Though savings remain high, the pace at which Americans are stashing away money is moderating. That, together with persistent layoffs and slowing employment growth could restrain consumer spending in the coming months.
Stocks on Wall Street were trading higher. The dollar rose against a basket of currencies. US Treasury prices fell.
A separate report from the Labor Department on Thursday showed initial claims for state unemployment benefits fell 40,000 to a seasonally adjusted 751,000 in the week ending October 24. Including a government funded program, 1.1 million people sought unemployment benefits last week.
Though claims have dropped from a record 6.867 million in March, they remain above their 665,000 peak seen during the 2007-09 Great Recession. About 22.7 million Americans were receiving unemployment benefits in early October, though many have exhausted their eligibility for state aid.
Just over half of the 22.2 million jobs lost during the pandemic have been recouped.
Consumer spending, which accounts for more than two-thirds of the U.S. economy, rebounded at a historic rate of 40.7 per cent in the third quarter, driven by purchases of goods like motor vehicles, clothing and footwear. Americans also boosted spending on recreation, healthcare and dining out. But spending on services remained below its fourth quarter level.
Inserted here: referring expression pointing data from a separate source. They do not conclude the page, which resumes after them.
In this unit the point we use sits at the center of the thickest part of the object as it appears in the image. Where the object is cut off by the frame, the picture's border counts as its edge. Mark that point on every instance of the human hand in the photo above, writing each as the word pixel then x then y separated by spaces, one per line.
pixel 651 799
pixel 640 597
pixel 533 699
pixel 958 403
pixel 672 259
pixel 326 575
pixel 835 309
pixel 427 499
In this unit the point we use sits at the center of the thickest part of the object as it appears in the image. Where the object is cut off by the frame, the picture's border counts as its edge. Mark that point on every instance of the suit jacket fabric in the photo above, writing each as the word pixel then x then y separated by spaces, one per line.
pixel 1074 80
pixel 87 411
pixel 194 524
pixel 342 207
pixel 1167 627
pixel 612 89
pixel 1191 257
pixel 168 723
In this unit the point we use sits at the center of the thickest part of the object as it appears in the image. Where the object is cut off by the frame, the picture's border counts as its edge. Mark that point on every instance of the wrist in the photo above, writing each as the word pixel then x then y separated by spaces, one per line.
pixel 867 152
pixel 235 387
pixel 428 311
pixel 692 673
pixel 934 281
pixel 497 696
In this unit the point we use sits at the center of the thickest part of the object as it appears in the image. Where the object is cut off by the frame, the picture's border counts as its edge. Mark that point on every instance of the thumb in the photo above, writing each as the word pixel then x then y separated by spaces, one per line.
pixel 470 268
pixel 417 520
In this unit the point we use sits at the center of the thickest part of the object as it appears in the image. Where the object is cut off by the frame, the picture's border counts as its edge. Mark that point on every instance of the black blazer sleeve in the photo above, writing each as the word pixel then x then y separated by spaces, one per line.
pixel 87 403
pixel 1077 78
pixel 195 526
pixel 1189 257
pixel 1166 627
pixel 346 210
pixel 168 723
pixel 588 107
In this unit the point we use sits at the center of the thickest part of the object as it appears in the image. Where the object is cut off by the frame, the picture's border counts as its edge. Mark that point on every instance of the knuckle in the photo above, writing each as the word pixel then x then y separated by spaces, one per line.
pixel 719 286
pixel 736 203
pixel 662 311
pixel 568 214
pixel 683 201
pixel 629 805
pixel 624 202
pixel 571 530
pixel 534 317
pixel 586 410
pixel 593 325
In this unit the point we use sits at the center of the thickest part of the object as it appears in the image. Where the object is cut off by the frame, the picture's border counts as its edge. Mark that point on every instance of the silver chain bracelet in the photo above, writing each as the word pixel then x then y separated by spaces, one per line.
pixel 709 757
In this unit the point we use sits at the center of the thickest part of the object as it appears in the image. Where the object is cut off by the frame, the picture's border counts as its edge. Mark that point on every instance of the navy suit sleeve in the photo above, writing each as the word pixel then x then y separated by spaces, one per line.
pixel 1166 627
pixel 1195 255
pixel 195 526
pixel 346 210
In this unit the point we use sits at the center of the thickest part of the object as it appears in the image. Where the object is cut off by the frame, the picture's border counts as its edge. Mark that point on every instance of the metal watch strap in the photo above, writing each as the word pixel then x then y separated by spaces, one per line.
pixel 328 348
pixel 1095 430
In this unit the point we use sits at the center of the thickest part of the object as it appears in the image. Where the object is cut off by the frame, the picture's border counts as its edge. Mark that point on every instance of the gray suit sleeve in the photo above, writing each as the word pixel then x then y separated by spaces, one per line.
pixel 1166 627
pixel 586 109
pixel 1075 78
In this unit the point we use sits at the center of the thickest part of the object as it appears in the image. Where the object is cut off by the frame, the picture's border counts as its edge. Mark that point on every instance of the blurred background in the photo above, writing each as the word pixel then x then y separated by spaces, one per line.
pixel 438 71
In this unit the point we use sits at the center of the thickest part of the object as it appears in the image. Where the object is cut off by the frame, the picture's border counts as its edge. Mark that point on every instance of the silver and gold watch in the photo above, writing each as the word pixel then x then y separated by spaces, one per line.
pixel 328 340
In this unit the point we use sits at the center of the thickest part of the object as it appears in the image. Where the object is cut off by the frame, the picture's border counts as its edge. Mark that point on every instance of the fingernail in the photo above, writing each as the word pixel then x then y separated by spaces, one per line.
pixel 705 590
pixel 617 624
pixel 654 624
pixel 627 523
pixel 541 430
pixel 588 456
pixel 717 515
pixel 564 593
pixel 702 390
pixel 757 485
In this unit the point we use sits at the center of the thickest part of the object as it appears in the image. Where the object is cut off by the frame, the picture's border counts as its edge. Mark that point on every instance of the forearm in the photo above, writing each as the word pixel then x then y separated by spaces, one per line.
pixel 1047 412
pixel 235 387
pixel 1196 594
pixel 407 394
Spending was boosted by billions of dollars in government transfers, including a $600 weekly unemployment subsidy and a one-off $1,200 check to households. Growth estimates for the fourth quarter are below a 5% rate.
"Without further stimulus, the winter may indeed be very painful," said Jeff Madrick, senior fellow at The Century Foundation in New York.
The shift toward goods spending pulled in imports, resulting in a widening of the trade deficit. Some of the imports, however, ended up in warehouses. The accumulation of inventory offset the trade hit to GDP growth.
There was also a turnaround in business investment after the second-quarter drubbing, but the bounce could be temporary as demand for goods that do not complement life-style changes brought by Covid-19 remains weak. Boeing Co reported its fourth straight quarterly loss on Wednesday.
The pandemic has also crushed oil prices, weighing on spending on non-residential structures like gas and oil well drilling. Business spending on non-residential structures contracted for a fourth straight quarter.
Record low interest rates boosted housing. Government spending fell, pressured by cuts at state and local governments, whose finances have been squeezed by the coronavirus.